During the second week of our New York Module, the focus was the well-established businesses, mainly finance, consulting and related areas. I, personally was looking for the answer whether start-upping is really a valid alternative for someone to more established career paths. Or in other words, I wanted to see the other side of the coin compared to the 1st week presentations. I think the question should be and was approached from financial, interestingness, impact and work-life balance perspectives.
During the week we had the opportunity to have presenters from the different areas within the established businesses in New York: finance, investment banking, consultancy, multinational management.
The key takeaways for me were:
- it is always better if you learn the profession / best practices / state-of-the art operation (and make the inevitable mistakes) on someone else’s nickels
- you should carefully and consciously choose the business area you would like to work in, because even if you are good and choose a bad area, you will not be successful, while in the other way around it definitely can be the case (When a management with a reputation for brilliance tackles a business with a reputation for bad economics, it is the reputation of the business that remains intact.– Warren Buffet)
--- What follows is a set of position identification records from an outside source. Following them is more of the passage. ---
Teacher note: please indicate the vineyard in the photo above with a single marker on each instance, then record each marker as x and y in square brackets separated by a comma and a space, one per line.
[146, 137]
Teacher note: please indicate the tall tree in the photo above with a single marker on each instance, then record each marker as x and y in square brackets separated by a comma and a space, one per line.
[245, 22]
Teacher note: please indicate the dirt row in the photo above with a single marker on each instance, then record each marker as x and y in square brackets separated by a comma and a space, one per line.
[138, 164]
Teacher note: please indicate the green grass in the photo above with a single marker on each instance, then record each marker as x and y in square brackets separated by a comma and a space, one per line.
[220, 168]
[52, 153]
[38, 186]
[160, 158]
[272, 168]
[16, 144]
- many successful people are fooled by randomness, but you can see only that the dots are connecting when you look backward.
- always consider the global market, do not focus on one location only, if you are good at something, give the opportunity to the demanders to pay for it.
- you can find great business investment opportunities still in the world, but you should look for those niche markets which the big players are not interested in.
- Some question the future of the whole Wall Street establishment, and you should be prepared for bigger changes in that area, because automation, technology and peer driven methods the impact generated by certain functions today could be eliminated in the future.
To conclude, I think the week proved that start-upping is only one way of becoming successful, and also for me it proved that if you do not have an extraordinary passion for something to innovate you can be much more on the safe side and be successful with a higher probability in remaining in the old-school establishment.